I have chip-seq data which I am analysing with Diffbind. I understood the "blocking factor" functionality of it can be used to remove confounding variables. In the Diffbind manual, the confounding factors used as examples are strings (e.g. cell line names, if the cells from those samples were "resistant" or not), but I would like to use numeric variables such as age or post-mortem delay (e.g. 80 years, 24 hours). I happen to have also another string variable, which is sex (M for male and F for female). When I build my sample sheet and dba object with a string variable, everything runs smoothly (the name of the column, by the way, is Factor, and then I call it as DBA_FACTOR). To do the same for age I simply substituted the values of the column that had Fs and Ms for the age of each individual (each sample belongs to a different individual). The age does not differ that much, so I did not expect the results to change that much. The PCA plot shows exactly the same clustering as before. Nevertheless, while running further parts of the script (dba.contrast, dba.plotMA, dba.plotVolcano, dba.analyze) I find problems.

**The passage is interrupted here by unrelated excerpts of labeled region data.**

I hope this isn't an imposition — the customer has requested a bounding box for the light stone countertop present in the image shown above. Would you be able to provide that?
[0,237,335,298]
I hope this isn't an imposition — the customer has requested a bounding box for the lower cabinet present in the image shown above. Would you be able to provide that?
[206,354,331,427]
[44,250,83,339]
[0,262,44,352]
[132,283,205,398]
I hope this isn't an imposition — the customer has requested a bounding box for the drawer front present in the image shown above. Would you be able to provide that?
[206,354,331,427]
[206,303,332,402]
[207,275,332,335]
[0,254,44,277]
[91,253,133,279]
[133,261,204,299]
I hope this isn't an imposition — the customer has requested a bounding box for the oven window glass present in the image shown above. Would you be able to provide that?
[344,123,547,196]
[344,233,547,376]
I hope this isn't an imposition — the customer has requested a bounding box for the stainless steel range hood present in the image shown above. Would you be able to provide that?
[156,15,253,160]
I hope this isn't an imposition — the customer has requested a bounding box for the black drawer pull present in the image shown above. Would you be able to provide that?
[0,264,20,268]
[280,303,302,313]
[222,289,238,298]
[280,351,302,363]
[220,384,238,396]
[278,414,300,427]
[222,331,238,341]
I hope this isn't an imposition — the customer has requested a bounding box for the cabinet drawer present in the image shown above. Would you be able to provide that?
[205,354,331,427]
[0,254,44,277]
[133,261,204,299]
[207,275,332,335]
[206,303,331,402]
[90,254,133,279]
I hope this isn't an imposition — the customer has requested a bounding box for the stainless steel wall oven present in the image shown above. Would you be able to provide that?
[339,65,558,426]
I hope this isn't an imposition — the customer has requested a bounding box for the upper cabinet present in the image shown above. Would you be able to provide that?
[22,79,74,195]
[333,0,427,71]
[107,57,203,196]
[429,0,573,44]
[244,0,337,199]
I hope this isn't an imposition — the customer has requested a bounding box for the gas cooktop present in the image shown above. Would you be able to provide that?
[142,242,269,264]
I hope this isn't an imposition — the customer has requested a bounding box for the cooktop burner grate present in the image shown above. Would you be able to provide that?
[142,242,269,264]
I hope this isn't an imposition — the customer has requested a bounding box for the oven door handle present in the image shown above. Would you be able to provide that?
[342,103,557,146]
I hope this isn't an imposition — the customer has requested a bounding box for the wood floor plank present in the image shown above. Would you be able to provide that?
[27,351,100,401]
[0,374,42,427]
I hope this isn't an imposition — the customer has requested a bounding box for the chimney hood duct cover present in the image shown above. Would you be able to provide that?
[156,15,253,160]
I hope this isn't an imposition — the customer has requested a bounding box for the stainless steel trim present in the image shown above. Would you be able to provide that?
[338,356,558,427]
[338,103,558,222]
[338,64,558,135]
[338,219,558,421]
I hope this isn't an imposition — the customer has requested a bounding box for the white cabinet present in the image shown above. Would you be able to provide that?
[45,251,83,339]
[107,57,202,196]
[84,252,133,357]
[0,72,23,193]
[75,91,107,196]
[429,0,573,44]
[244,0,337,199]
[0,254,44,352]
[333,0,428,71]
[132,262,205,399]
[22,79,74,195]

Context: Let's consider I have conditions A, B, C and D with multiple replicates each (6,4,5,7 respectively). They are incremental stages of a disease condition, being A the milder state and D the worst (and the amount of differentially bound sites I know increments as well).
The kind of errors I find are: (for samples A, B and C)
Error in pv.DBAplotVolcano(DBA, contrast = contrast, method = method, : object 'sigSites' not found In addition: Warning message: No sites above threshold
(but there should be sites above threshold because of my previous knowledge of the data)
For sample D:
results=dba.analyze(results, method=DBA_DESEQ2) converting counts to integer mode gene-wise dispersion estimates mean-dispersion relationship final dispersion estimates converting counts to integer mode DESeq2 multi-factor analysis Error in checkForExperimentalReplicates(object, modelMatrix) : The design matrix has the same number of samples and coefficients to fit, so estimation of dispersion is not possible. Treating samples as replicates was deprecated in v1.20 and no longer supported since v1.22.
Question: I was wondering if Diffbind has some problem when handling numeric instead of string variables or there is something else in my script. But, since I used exactly the same script for both and only changed the values of the columns, I cannot think of any bug on my code that might be responsible and decided to double-check here.